“HERKES MAĞDUR OLUYOR”
Bakanın açıklamasının aksine EMO’nun Bakanlığın verilerine dayanarak yaptığı hesaplamalara göre toplamda yaz saati uygulamasının kalıcılaştırıldığı kış dönemini kapsayan Kasım-Aralık 2016 ve Ocak-Şubat-Mart 2017 aylarında yaklaşık olarak 7 milyar kilovat saatlik fazladan enerji tüketiminin ortaya çıktığını vurgulayan Mak, “Mesken kullanıcılarına uygulanan 1 kilovat saatlik elektrik bedeli olan 41 kuruş üzerinden hesaplandığında 2.8 milyar liralık bir maliyet ortaya çıkmıştır. Üstelik öğrencilerin, çalışanların kısacası halkın mağduriyetleri de cabasıdır. Küçük çocukların karanlıkta okula gitme korku ve telaşı da göz önüne alınmalıdır” diye konuştu.Bu gerçeklere rağmen, Enerji ve Tabii Kaynaklar Bakanı’nın Danıştay İdari Dava Daireleri Kurulu’nun Yaz Saati uygulamasını sürekli hale getiren Bakanlar Kurulu kararının yürütmesini durdurmasına ilişkin, “usul ile ilgili düzenlemeyi yapıp, aynı istikamette devam edeceğiz” dediğini hatırlatan Mak, “Enerji tasarrufu değil tam tersine israfa yol açan bu uygulamanın hukuki olmadığı da ortaya çıkmıştır. İktidarın bir an önce yaz saatini kalıcılaştırma dayatmasından vazgeçerek, Ekim ayının sonlarında saatleri 1 saat geri alması gerekmektedir” dedi.
“HUKUKSUZLUĞA SON VERİN!”
Konuyla ilgili yazılı açıklama yapan Mehmet Mak, “Yaz saati hukuksuzluğuna son verin” çağrısında bulundu.Enerji tasarrufuna değil tam tersine israfa yol açan yaz saati uygulamasının hukuka da aykırı olduğunun belirlendiğine işaret eden Mak, şunları söyledi:
“Yargı kararı gereği yaz saatinin kışın da uygulaması ortadan kalkmıştır. İktidar bir an evvel yaz saatini kalıcılaştırma dayatmasından vazgeçerek, Ekim ayının sonlarında saatleri 1 saat geri almalıdır.

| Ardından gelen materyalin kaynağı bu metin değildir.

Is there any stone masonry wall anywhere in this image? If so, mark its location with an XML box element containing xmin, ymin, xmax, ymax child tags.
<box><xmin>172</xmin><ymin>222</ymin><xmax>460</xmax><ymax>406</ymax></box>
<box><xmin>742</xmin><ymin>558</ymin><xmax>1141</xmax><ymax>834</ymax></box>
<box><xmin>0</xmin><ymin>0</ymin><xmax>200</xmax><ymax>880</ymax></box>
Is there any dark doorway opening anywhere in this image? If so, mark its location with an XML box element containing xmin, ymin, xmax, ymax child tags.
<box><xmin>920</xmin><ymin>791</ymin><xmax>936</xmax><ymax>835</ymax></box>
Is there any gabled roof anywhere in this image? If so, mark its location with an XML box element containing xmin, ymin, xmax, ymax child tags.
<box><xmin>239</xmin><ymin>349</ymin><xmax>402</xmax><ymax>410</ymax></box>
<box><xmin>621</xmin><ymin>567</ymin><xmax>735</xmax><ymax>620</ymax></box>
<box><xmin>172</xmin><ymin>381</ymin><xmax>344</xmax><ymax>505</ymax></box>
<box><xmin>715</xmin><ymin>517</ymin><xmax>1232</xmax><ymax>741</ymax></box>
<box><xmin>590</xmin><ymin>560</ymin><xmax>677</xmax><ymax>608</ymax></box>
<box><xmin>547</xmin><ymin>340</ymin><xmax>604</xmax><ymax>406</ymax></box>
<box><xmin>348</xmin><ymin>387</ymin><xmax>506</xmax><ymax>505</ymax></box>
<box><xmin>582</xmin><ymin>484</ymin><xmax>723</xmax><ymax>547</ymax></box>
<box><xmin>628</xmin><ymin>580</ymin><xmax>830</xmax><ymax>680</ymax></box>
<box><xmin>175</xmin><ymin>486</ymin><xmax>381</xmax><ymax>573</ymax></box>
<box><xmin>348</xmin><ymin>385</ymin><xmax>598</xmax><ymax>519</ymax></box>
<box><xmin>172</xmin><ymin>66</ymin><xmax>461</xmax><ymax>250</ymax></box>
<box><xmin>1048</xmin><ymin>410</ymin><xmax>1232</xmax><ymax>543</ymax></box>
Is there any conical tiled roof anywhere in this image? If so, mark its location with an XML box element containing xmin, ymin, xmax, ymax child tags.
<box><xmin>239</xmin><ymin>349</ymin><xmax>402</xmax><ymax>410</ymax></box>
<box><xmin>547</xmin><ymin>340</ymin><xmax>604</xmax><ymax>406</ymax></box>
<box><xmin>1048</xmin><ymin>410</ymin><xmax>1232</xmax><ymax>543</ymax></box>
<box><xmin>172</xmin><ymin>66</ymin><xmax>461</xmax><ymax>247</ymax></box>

2016 yılı Ekim ayından itibaren kalıcı hale getirilen yaz saati uygulamasının enerji tüketim verilerine göre tasarruf sağlamadığı belirlenmiştir. EMO`nun resmi olarak açıklanan enerji tüketim verileri üzerinden bir önceki yılın aynı ayına göre yaptığı hesaplamada; 2016 yılının Kasım ayında yüzde 6.66; Aralık ayında yüzde 5.97 elektrik tüketim artışı kaydedildiği ortaya konulmuştur. Aralık 2016 ve Ocak 2017`de Türkiye`nin elektrik ihtiyacının karşılanamadığı doğalgaz ve elektrik üretim krizi yaşanmıştı. Bu nedenle bu aylardaki tüketim artışları, elektrik verilemediği için baskılanmıştır. Buna rağmen elektrik tüketim artışı Ocak 2017`de de yüzde 5.75 olmuştur. Artış oranı Şubat 2017`de yüzde 6.22, Mart 2017`de ise yüzde 6.43`e ulaşmıştır.